Regardless of whether you are a Windows exploitation guru, a professional win32 application developer or someone whose curiosity occasionally tells him to dig up the MSDN library looking for interesting quirks or undocumented functionality, the following examples of MSDN article excerptions are very likely to look familiar to you:
Simply put, the operating system operates on an enormous number of structures, unions and flags defined and developed throughout the 20+ years of Windows being around. Many of them are used internally within userland, kernel space or both parts of a specific functionality implementation, while typical developers never get a chance to even learn about them. Often times, however, these constructs are used to actively communicate with the operating system from within third-party software, be it a regular word processor or a custom device driver for an uncommon sound card. While reading through the Microsoft documentation library (perhaps this also applies to other environments?), it is exceedingly easy to stumble upon a sentence like “don’t use it”, “always set it to zero” or “if you use it, Windows might format your C: disk you can encounter undefined behavior”. It always sounds very mysterious, but in reality, there can be only several different reasons for that:
- The item is in fact reserved for future use and disregarded by the current implementation, thus one could get away with setting it to an unsupported value at this point, but might face compatibility issues when the parameter, field or flag becomes fully functional. Not very interesting from a security or research perspective.
- The item is supported, but reserved for use in a different context: for example, employed within a system process with higher privileges or a system DLL.

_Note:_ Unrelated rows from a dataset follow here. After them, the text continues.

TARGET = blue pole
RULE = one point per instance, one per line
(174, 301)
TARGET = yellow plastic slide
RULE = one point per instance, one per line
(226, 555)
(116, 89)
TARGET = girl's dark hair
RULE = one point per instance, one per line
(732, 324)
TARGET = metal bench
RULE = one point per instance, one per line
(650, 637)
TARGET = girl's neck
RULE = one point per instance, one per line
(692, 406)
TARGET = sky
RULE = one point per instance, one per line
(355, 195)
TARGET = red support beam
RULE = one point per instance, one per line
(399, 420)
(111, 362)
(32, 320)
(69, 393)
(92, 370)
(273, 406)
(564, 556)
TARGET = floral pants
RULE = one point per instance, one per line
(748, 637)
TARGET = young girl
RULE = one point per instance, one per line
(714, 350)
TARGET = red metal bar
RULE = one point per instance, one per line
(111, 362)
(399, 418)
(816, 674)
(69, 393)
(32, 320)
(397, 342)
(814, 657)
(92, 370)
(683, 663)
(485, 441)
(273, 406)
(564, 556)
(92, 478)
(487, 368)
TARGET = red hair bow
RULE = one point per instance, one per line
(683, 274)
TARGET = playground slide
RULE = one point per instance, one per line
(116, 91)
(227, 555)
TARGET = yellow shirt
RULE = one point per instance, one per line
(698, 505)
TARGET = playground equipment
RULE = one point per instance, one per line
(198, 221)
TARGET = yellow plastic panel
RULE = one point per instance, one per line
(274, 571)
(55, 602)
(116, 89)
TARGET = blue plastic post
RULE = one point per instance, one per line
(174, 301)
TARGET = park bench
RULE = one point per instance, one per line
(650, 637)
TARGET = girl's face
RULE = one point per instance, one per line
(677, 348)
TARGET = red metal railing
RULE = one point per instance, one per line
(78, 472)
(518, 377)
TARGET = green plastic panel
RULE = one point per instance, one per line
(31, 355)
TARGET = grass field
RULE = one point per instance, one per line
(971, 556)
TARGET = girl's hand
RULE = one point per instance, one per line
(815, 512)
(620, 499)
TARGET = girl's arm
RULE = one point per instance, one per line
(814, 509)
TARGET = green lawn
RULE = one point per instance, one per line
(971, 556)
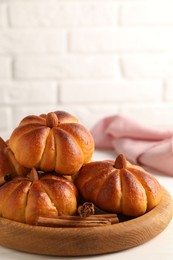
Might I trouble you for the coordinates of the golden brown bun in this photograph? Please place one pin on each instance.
(52, 142)
(8, 163)
(24, 200)
(118, 186)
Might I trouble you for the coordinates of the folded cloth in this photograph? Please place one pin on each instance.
(143, 145)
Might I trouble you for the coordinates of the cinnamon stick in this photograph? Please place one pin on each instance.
(77, 221)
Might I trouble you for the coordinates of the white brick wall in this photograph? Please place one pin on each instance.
(93, 58)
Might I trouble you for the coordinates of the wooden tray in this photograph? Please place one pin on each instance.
(90, 240)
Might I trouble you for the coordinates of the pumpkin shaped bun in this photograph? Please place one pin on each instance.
(24, 199)
(118, 186)
(8, 164)
(52, 142)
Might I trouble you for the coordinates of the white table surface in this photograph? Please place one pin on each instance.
(158, 248)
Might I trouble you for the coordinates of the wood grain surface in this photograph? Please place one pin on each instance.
(88, 240)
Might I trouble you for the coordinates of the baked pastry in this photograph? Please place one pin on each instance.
(118, 186)
(26, 199)
(8, 164)
(52, 142)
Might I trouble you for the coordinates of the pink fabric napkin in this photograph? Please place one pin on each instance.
(143, 145)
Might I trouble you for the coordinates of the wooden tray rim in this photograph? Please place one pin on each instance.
(73, 242)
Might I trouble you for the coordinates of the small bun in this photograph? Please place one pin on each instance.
(118, 186)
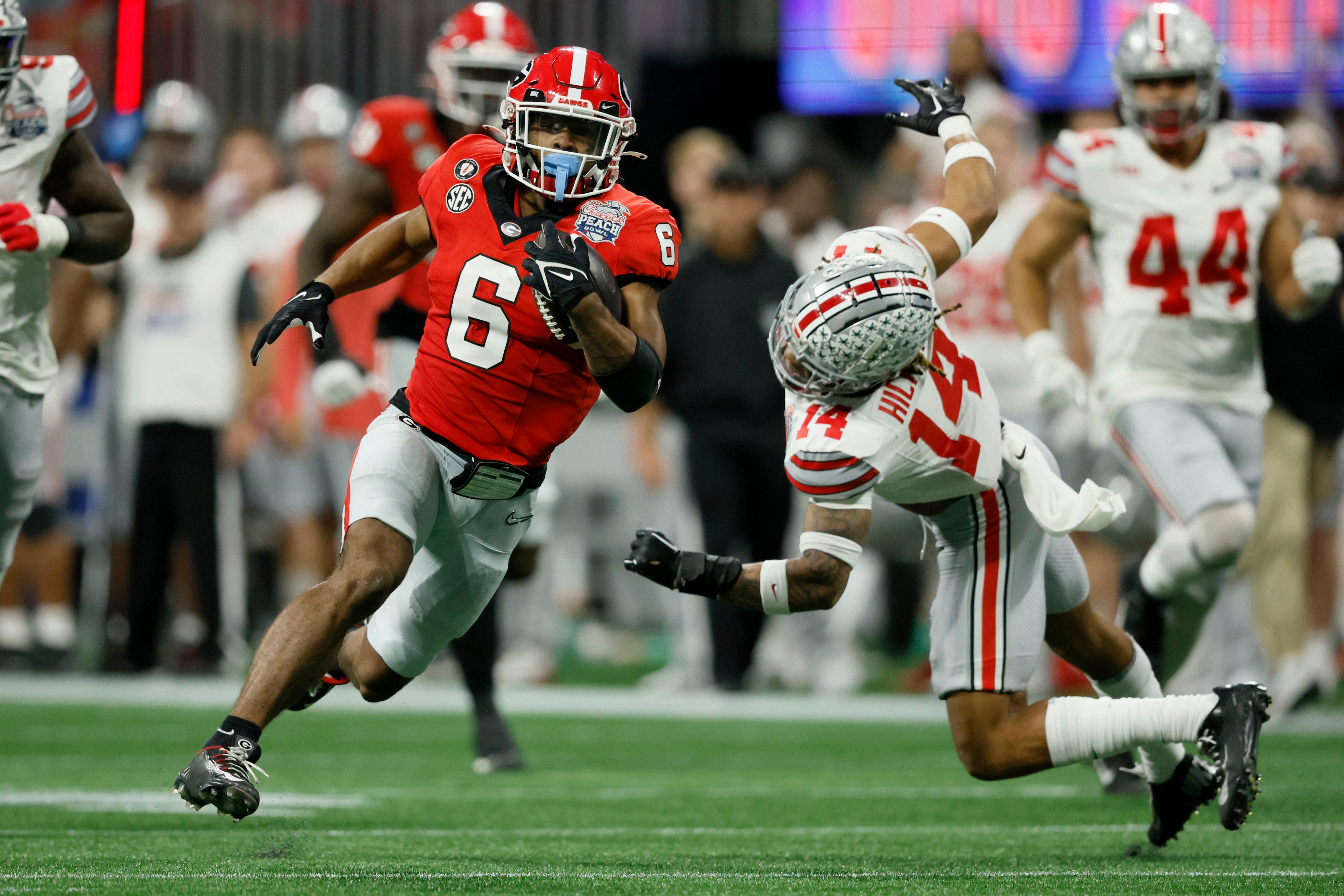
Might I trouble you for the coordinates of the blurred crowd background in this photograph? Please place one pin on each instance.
(216, 132)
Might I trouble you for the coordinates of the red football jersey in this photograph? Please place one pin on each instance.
(397, 135)
(490, 377)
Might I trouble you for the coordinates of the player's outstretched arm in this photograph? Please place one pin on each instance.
(380, 256)
(99, 221)
(832, 541)
(971, 205)
(1050, 235)
(1300, 269)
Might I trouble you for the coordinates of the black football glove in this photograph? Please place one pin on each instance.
(654, 557)
(937, 104)
(308, 308)
(558, 268)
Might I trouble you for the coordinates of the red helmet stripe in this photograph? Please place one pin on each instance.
(578, 68)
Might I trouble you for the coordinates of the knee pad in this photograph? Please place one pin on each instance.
(1066, 577)
(1210, 542)
(1220, 534)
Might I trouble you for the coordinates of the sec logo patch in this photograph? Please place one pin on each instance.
(460, 198)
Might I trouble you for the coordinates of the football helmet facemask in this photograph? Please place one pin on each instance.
(1168, 41)
(578, 97)
(854, 324)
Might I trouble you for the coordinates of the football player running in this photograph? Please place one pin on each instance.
(535, 246)
(1186, 224)
(393, 143)
(882, 402)
(45, 155)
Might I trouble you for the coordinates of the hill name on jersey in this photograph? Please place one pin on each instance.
(920, 438)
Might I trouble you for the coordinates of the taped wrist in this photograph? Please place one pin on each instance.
(77, 240)
(705, 574)
(632, 386)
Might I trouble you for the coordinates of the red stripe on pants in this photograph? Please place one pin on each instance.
(990, 597)
(345, 523)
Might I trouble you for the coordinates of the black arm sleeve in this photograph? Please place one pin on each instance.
(249, 307)
(635, 385)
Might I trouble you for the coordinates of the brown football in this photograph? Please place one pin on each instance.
(607, 289)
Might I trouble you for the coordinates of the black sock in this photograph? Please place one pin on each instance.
(234, 731)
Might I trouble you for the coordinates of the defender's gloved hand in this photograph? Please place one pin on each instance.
(308, 308)
(339, 382)
(1058, 381)
(654, 557)
(558, 268)
(939, 104)
(1316, 265)
(25, 231)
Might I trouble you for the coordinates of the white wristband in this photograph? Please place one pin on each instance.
(775, 588)
(951, 222)
(837, 546)
(1043, 344)
(967, 151)
(53, 234)
(956, 127)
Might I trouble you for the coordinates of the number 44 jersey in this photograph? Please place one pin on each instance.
(1178, 252)
(490, 377)
(920, 438)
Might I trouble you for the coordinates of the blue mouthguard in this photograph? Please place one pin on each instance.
(564, 167)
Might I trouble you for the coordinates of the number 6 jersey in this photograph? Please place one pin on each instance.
(1178, 252)
(490, 377)
(920, 438)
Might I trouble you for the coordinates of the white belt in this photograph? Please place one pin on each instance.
(1057, 507)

- The item is supported, but Windows reserves the right to behave in an undefined way in case a specifically described (invalid) state of a structure, one of its field or a parameter is encountered.

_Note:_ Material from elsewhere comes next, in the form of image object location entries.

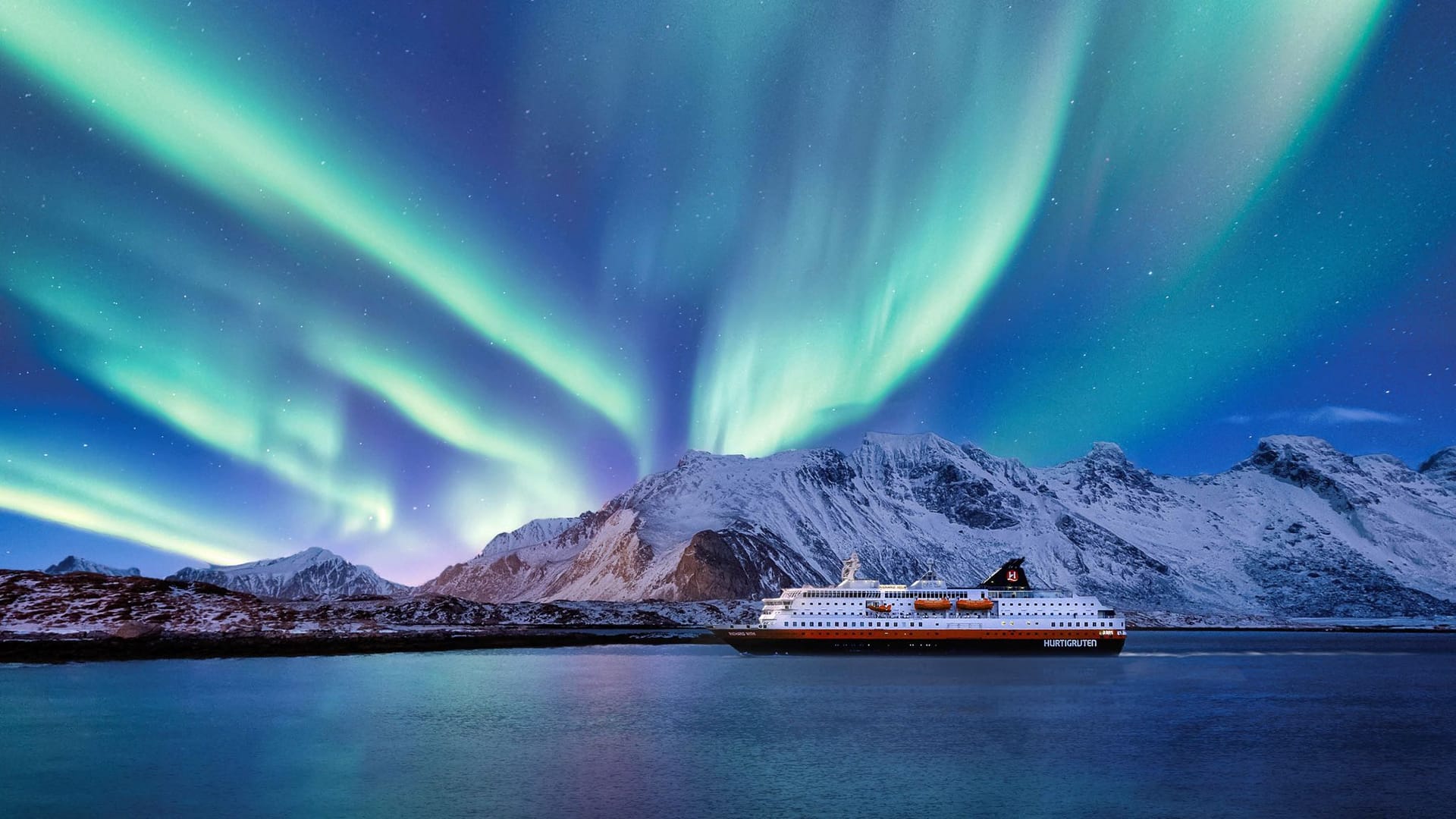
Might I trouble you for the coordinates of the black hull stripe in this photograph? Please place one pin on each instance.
(1037, 646)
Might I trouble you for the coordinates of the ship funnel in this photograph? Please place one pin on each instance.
(1009, 577)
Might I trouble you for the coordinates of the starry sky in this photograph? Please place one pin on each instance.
(394, 280)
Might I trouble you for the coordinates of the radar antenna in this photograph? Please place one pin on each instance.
(929, 572)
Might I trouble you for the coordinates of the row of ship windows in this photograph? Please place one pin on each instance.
(927, 596)
(913, 624)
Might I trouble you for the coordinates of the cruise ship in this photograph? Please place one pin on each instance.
(1001, 615)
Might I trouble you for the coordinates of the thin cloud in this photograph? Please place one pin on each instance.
(1353, 416)
(1329, 416)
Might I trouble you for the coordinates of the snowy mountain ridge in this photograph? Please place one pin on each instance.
(73, 563)
(313, 573)
(1299, 529)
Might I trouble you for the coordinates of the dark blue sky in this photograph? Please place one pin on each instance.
(392, 280)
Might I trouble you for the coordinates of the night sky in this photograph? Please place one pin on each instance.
(394, 280)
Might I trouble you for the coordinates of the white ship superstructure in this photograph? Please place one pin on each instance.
(1002, 614)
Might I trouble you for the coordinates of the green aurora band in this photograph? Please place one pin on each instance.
(795, 357)
(837, 228)
(150, 88)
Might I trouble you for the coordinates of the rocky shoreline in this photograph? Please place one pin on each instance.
(96, 648)
(92, 617)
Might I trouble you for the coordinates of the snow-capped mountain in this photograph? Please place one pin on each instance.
(309, 575)
(73, 563)
(1296, 529)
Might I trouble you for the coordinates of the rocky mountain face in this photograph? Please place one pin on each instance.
(1298, 529)
(73, 563)
(312, 575)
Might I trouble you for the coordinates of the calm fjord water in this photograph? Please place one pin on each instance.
(1181, 725)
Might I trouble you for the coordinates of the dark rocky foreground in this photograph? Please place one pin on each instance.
(93, 617)
(91, 648)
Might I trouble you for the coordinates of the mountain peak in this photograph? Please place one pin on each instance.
(1442, 466)
(73, 563)
(1298, 444)
(306, 575)
(1107, 450)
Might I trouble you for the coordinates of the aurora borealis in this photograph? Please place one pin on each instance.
(392, 280)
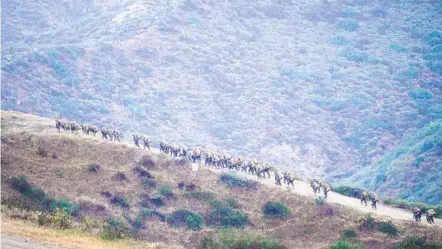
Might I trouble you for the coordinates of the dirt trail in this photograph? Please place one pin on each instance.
(304, 189)
(45, 125)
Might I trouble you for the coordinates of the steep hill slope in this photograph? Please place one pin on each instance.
(66, 176)
(324, 88)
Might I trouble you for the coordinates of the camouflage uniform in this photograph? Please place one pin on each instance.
(364, 196)
(417, 214)
(374, 201)
(326, 189)
(136, 140)
(430, 216)
(146, 143)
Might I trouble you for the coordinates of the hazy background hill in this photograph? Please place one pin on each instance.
(349, 91)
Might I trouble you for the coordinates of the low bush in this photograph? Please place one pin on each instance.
(342, 244)
(233, 203)
(120, 176)
(403, 204)
(93, 167)
(106, 194)
(202, 196)
(165, 191)
(20, 184)
(145, 212)
(275, 210)
(184, 217)
(417, 243)
(120, 201)
(235, 181)
(387, 227)
(230, 238)
(320, 201)
(226, 217)
(348, 234)
(187, 186)
(43, 219)
(349, 191)
(157, 200)
(115, 229)
(142, 172)
(149, 183)
(147, 162)
(61, 218)
(37, 197)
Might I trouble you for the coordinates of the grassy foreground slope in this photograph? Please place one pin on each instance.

Now, providing the user with an ability to even attempt to perform forbidden operations is often tricky and very easy to get wrong. In theory, all components of the operating system should perform strict verification in order to determine whether all input data obtained from an untrusted source (in a given security model) meets the requirements and restrictions established in the documentation. What we observe is different though – Windows often lacks proper sanitization in such cases. Additionally, rather than working in a security by obscurity manner (“it’s not clear how it works, I’ll just leave it alone”), such reserved or undefined places are usually a clear indicator that something fishy is going on there and it might be worth a deeper investigation. After all, it’s not such a rare phenomenon that the operating system trusts that a specific interface would never be used in an unexpected way – and if it does, we might end up being able to perform certain operations that we wouldn’t be normally allowed to (we’re talking privilege escalation here), or just finding out how a specific system mechanism works internally. One great example of the latter is the KEY_CREATE_LINK flag: reserved for system use, but reverse engineered and used to build third-party applications that can create registry symbolic links, despite it being formally not supported! In fact, when we looked at it several years back, the mechanism turned out to have never been properly reviewed, so we managed to spot quite a few vulnerabilities related to this very functionality, all resolved by MS10-021. Also, I don’t have to mention that when “undefined behavior” means a buffer overflow within a kernel pool allocation, it’s really appealing, too :)
Grepping through the entire MSDN library in search of those special keywords is a very intuitive idea that comes to mind. I have recently done just that, but it appears that I already have a lot of plans for the few incoming months, so I decided to share these logs with a wider audience – hopefully you will be able to put them to good use by finding yourself a good research subject, or at least spend a nice evening looking through the list for entertainment purposes :) Please don’t mind my poor HTML/CSS skills, I am really not a website designer…
Note: I have put together a list of seven phrases that I found most frequently indicating interesting spots in the documentation. If you have any more cool ideas of what to look for, let me know and I’ll consider them!
Links
Microsoft MSDN User-Mode Library keyword grep report: https://j00ru.vexillium.org/msdn/user.html.
Microsoft MSDN Kernel-Mode Library keyword grep report: https://j00ru.vexillium.org/msdn/kernel.html.
Would a search for just “reserved” give too many false positives?
@Peter Jaric: Unfortunately, yes. There are just so many instances of “reserved” fields which really are reserved (i.e. aren’t used for anything) for it to be an effective keyword.